Furthermore, with HDMI 1.4 coming out Q4 with a few AVR's, I really think 3-D is going to take off as well. And due to the file sizes, Studios are getting behind due to the difficulty in pirating/burning such large amounts of data.
Cheers,
JJ


----------



## GregBe (Apr 20, 2006)

What is 1.4 supposed to do for us?


----------



## Jungle Jack (Jul 28, 2009)

Hello,
It includes a new connector, support for 3D, 4K support, and much more. I could not post the link in this post to the changes. I will post it in my next post.

I really think 3D has a chance of getting strong Studio support due to the massive increase in file size compared to non 3D Blu Ray discs. This making it exceedingly difficult for illegal downloading due to how much space the movie files will take.

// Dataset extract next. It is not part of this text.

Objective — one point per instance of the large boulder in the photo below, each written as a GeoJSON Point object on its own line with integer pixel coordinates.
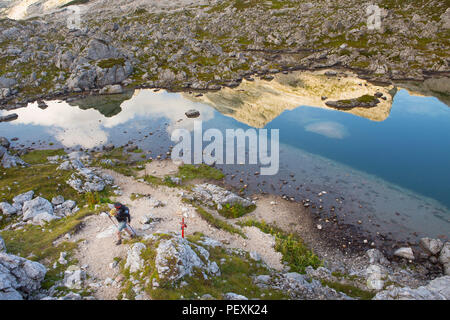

In fact, according to an article I read in Variety, there are over 40 movies which the studios have in the pipeline in 3D.
Cheers,
JJ


----------



## Jungle Jack (Jul 28, 2009)

Here is the link I had tried to include in my prior post: http://www.hdmi.org/press/press_release.aspx?prid=101
Cheers,
JJ


----------



## Moviefanatic (Jul 5, 2009)

tonyvdb said:


> DVD's can only hold 9gig of information. BluRay can hold 50gig. You simply can not put all the features that are on a BluRay disc on a regular one. This is why, its not a gimmick.


But then why do I see these double-disc Blu-rays when I'd think all the extras could be put on one disc instead of having 2? I believe that the Uncut Blu-ray of Friday the 13th had some extra featurettes that could had been put on the DVD but were not (maybe a 2-disker if not one). If Lord of the Rings Return of the King can be on one disc (nearly 3 and a half hours), why couldn't those special features of the other title be put on that disc? The movie and the other featurettes on the Blu-ray surely didn't take up _that_ much room. So, I'm still of the opinion that it's a gimmick.

I think the same goes for the Watchmen DVD. I might be wrong, but I'd think that there could've been more added to the DVD as was on the Blu-ray - a third disc? It's not far fetched; No Country for Old Men had a 3-disc version. But I think that maybe it was a different company. I am not certain about all of this, I'm just thinking out loud here (well, in text anyway).


----------



## tonyvdb (Sep 5, 2007)

Moviefanatic said:


> But then why do I see these double-disc Blu-rays when I'd think all the extras could be put on one disc instead of having 2? I believe that the Uncut Blu-ray of Friday the 13th had some extra featurettes that could had been put on the DVD but were not (maybe a 2-disker if not one). If Lord of the Rings Return of the King can be on one disc (nearly 3 and a half hours), why couldn't those special features of the other title be put on that disc? The movie and the other featurettes on the Blu-ray surely didn't take up _that_ much room. So, I'm still of the opinion that it's a gimmick.


DVD video is compressed to fit the disc. 3.5 hours of a movie will fit on one DVD but is compressed and you loose quality. You will also notice that there is a second disc with all the extras in the LOR series. Wait until you see the BluRay version the quality will be dramatically better as there in no compression and is in true HD. Some of the extras are not in HD however because non of it is compressed you will still usually see a difference even in that material.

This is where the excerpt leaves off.